The April NY manufacturing survey, the 1st April industrial # out, was a solid 31.9, almost 8 pts above expectations and up from 22.9 in March. It’s at the highest level since Oct ’09 and just shy of the highest since March ’06. New Orders rose to 29.5 from 25.4 but Backlogs fell to -3.8 from +4.9. The Employment component rose 8 pts to 20.3, the highest level since March ’06. Inventories also got built as this component rose to 11.4 from 4.9, the most since this question was asked in July ’01. Prices Paid spiked to 41.8 from 29.7 to the highest since Sept ’08 but mfr’s couldn’t pass it on as Prices Received fell to 6.3 from 8.6. The 6 month outlook on Business Conditions rose a touch to 55.7, 2 pts but is below the recent high in Nov ’09. Bottom line, manufacturing is the key source of strength in this recovery and today’s figure confirms that.

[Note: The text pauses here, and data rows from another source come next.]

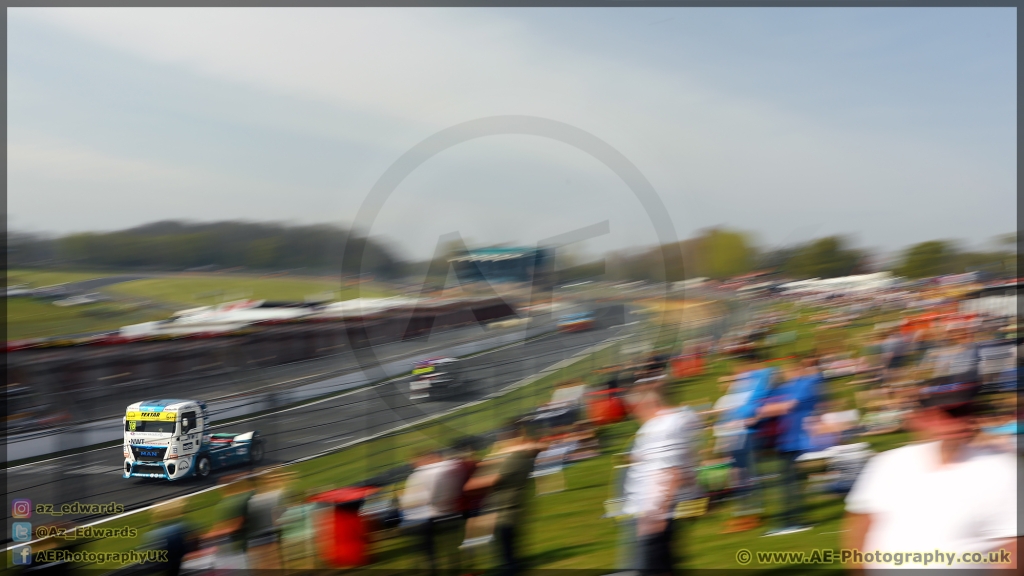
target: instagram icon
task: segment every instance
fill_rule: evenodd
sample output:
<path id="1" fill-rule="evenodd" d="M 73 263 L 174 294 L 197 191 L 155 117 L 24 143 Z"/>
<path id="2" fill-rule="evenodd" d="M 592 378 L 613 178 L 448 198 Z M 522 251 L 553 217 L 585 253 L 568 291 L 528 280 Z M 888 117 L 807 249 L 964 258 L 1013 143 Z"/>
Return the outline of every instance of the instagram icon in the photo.
<path id="1" fill-rule="evenodd" d="M 32 500 L 26 498 L 11 500 L 10 516 L 14 518 L 32 518 Z"/>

Foreign purchases of US assets in Feb totaled $47.1b, $17.4b above expectations and up from a revised $10.2b in Jan. Treasury purchases totaled $48.1b but our biggest holder, China, again cut its exposure by $11.5b and has been a net seller for a 4th straight month. Japan, the 2nd biggest holder did buy a net $3.1b. Foreign purchases of Gov’t agency paper rose $2.4b. Foreigners bought $12.9b of US stocks but sold $12b of corporate bonds and have been sellers for the 10th month in the last 11. US investors bought a net $4.2b of foreign stocks and bonds. Bottom line, because the data is somewhat dated it does not have an influence on the US$ but the treasury data and holders of it is interesting to keep an eye on.

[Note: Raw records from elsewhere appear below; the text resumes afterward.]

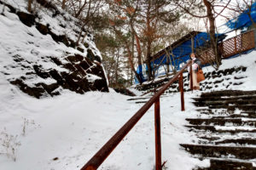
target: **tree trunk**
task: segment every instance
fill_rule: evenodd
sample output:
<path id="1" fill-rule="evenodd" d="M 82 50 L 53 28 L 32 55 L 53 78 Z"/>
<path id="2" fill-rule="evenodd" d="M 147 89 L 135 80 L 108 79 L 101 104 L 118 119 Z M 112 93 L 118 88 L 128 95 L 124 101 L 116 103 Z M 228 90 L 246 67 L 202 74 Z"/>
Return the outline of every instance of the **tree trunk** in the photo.
<path id="1" fill-rule="evenodd" d="M 116 65 L 115 65 L 115 87 L 118 85 L 118 81 L 119 81 L 119 75 L 118 75 L 118 70 L 119 66 L 119 49 L 118 48 L 118 53 L 117 53 L 117 59 L 116 59 Z"/>
<path id="2" fill-rule="evenodd" d="M 147 17 L 146 17 L 146 25 L 147 25 L 147 58 L 146 58 L 146 64 L 148 65 L 148 80 L 151 80 L 152 76 L 152 68 L 150 65 L 151 61 L 151 40 L 149 37 L 149 32 L 151 32 L 151 27 L 150 27 L 150 9 L 151 9 L 151 0 L 148 0 L 148 9 L 147 9 Z"/>
<path id="3" fill-rule="evenodd" d="M 213 7 L 207 0 L 203 0 L 203 2 L 207 7 L 207 18 L 210 24 L 209 33 L 211 37 L 211 46 L 215 55 L 216 69 L 218 70 L 221 65 L 221 55 L 218 48 L 217 38 L 215 37 L 215 18 L 212 11 Z"/>
<path id="4" fill-rule="evenodd" d="M 66 8 L 66 0 L 62 0 L 61 8 L 62 9 Z"/>
<path id="5" fill-rule="evenodd" d="M 27 1 L 27 11 L 32 13 L 32 3 L 33 0 L 28 0 Z"/>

March Industrial Production was surprisingly weak, rising only .1% vs expectations of a .7% gain, partially offset by a .2% upward revision to Feb. There is a big but though within the data as the utilities output category fell by 6.4%, as the weather was likely a culprit, weighing on the overall figure. IP elsewhere was good as production of motor vehicle/parts rose 2.2% and is now up 24.3% y/o/y vs the easy comparison. Machinery production was up 1.2%, computer/electronics rose by 2% and mining jumped 2.3%. Capacity Utilization did rise to 73.2% from 73% and now is at the highest level since Nov ’08 but remains well below the long term average of 80% and is a key data point feeding the Fed’s large output gap thesis in keeping inflation low.

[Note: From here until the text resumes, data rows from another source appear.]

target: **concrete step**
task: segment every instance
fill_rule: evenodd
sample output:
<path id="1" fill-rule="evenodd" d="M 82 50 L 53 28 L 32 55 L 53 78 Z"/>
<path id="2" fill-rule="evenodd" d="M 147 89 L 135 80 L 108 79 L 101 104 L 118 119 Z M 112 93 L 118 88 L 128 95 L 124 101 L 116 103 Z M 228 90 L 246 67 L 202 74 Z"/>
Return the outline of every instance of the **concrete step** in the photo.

The Philly Fed survey was about in line with estimates at 20.2 vs 18.9 in Mar. The recent high was 22.5 back in Dec and the low in the late ’08 panic was -38.8 so we’ve obviously come a long way. New Orders rose 4.6 pts to 13.9 but is below the spike level of 22.7 back in Feb and Shipments, which follow orders, fell by 8 pts to the lowest since Sept ’09. Backlogs remained negative for a 3rd month but rose 4 pts. Inventories rose for the 2nd month in the past 3. Employment was positive for a 5th straight month but fell 1.1 pts to 7.3. Similar to the NY survey, Prices Paid rose 4.1 pts to 42.7, the highest since Aug’ 08. Prices Received rose 1.4 pts to +1 but not enough to offset the rise in prices paid. The Business outlook 6 months out fell almost 8 pts to 44.2 but is the 2nd highest figure dating back to Sept ’09. Bottom line, as I said with the NY #, manufacturing remains the key source of strength in this recovery and today’s data confirms that.